Here is explanation of each field in record

  • Bucket Owner: 79a59df900b949e55d96a1e698fbacedfd6e09d98eacf8f8d5218e7cd47ef2be
  • Bucket: awsexamplebucket1
  • Time: [06/Feb/2019:00:00:38 +0000]
  • Remote IP : 192.0.2.3
  • Requester : 79a59df900b949e55d96a1e698fbacedfd6e09d98eacf8f8d5218e7cd47ef2be
  • Request ID: 3E57427F33A59F07
  • Operation: REST.PUT.OBJECT
  • Key: /photos/2019/08/puppy.jpg
  • Request-URI : “GET /awsexamplebucket1/photos/2019/08/puppy.jpg?x-foo=bar HTTP/1.1”
  • HTTP status: 200
  • Error Code: NoSuchBucket
  • Bytes Sent: 2662992
  • Object Size: 3462992
  • Total Time: 70
  • Turn-Around Time: 10
  • Referer : “http://www.amazon.com/webservices”
  • User-Agent : “curl/7.15.1”
  • Version Id : 3HL4kqtJvjVBH40Nrjfkd
  • Host Id : s9lzHYrFp76ZVxRcpX9+5cjAnEH2ROuNkd2BHfIa6UkFVdtjf5mKR3/eTPFvsiP/XV/VLi31234=
  • Signature Version : SigV2
  • Cipher Suite: ECDHE-RSA-AES128-GCM-SHA256
  • Authentication Type: AuthHeader
  • Host Header: s3.us-west-2.amazonaws.com
  • TLS version: TLSv1.2

User can also add custom query parameter to include custom parameters in access logs. AWS S3 ignores query string that begins with X-, but stores in access logs. This feature can be used to store additional information like user name to store in S3 for further analysis.

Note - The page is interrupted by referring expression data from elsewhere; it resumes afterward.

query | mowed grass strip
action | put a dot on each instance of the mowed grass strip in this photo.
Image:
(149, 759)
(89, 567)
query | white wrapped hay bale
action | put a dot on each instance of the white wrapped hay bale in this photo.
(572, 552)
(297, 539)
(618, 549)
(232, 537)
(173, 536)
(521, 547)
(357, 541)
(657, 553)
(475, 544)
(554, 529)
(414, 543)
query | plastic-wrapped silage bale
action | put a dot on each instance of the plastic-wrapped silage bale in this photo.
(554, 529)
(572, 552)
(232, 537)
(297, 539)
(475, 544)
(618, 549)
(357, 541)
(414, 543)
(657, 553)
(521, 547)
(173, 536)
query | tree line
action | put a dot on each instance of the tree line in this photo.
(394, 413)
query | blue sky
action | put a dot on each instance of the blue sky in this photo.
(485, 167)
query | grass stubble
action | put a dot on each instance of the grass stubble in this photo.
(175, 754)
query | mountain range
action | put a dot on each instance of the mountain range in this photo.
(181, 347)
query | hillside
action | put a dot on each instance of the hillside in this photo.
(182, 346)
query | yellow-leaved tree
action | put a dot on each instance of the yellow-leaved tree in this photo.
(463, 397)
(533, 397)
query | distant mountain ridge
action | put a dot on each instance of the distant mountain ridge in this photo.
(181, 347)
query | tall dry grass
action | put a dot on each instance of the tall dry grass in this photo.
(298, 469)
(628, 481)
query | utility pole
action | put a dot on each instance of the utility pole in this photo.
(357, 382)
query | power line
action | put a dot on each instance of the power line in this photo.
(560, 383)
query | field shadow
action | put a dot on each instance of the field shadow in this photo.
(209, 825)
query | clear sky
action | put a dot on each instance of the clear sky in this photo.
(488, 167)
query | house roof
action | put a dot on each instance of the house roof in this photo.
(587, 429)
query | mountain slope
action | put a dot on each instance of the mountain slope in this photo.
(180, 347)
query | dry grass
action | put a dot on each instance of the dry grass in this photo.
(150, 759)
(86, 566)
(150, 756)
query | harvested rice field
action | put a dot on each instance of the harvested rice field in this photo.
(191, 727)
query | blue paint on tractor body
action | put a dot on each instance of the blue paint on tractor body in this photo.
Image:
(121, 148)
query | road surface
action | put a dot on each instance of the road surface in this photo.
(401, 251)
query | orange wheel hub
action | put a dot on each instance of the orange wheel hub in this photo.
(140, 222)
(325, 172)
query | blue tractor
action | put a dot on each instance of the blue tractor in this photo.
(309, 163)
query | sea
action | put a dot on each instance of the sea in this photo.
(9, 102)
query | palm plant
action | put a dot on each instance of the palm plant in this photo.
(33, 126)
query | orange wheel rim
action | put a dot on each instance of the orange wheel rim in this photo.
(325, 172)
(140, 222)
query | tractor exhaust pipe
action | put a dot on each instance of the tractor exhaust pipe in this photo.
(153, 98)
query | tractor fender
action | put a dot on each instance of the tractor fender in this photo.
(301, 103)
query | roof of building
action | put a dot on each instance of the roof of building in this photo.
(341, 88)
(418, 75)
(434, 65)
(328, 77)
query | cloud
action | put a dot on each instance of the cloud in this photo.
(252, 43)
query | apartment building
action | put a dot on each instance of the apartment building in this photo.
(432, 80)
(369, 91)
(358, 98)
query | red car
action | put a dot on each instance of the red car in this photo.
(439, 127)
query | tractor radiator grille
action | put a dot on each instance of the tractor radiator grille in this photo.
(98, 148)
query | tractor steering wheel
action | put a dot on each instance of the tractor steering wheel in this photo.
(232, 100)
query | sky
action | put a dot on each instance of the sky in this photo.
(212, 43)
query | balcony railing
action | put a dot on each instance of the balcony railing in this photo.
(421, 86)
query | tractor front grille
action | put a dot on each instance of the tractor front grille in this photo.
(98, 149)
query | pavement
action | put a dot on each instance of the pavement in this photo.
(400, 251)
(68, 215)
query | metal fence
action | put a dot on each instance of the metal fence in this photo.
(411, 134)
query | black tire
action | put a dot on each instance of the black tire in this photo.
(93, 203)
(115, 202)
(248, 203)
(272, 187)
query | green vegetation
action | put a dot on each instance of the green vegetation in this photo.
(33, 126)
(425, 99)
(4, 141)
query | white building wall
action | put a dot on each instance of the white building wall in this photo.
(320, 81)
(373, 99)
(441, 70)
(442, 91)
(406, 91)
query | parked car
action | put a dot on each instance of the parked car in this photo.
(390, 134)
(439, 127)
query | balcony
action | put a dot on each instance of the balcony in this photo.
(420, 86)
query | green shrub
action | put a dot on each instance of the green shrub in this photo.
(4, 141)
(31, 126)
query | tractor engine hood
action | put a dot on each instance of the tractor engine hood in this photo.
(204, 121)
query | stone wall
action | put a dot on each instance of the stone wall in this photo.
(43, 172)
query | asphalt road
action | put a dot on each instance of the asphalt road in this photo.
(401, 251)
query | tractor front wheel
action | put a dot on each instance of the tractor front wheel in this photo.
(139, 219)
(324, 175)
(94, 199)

e.g. s3.amazon.com/pavanaddepalli/image.jpg?X-user=Pavan

S3 bucket setting at account level

AWS has option “Block public access (account settings)” to block all buckets within account. user have the ability to block existing public access (whether it was specified by an ACL or a policy) and to ensure that public access is not granted to newly created items. If an AWS account is used to host a data lake or another business application, blocking public access will serve as an account-level guard against accidental public exposure.

This feature can be accessed from the S3 Console, the CLI, the S3 APIs, and from within CloudFormation templates.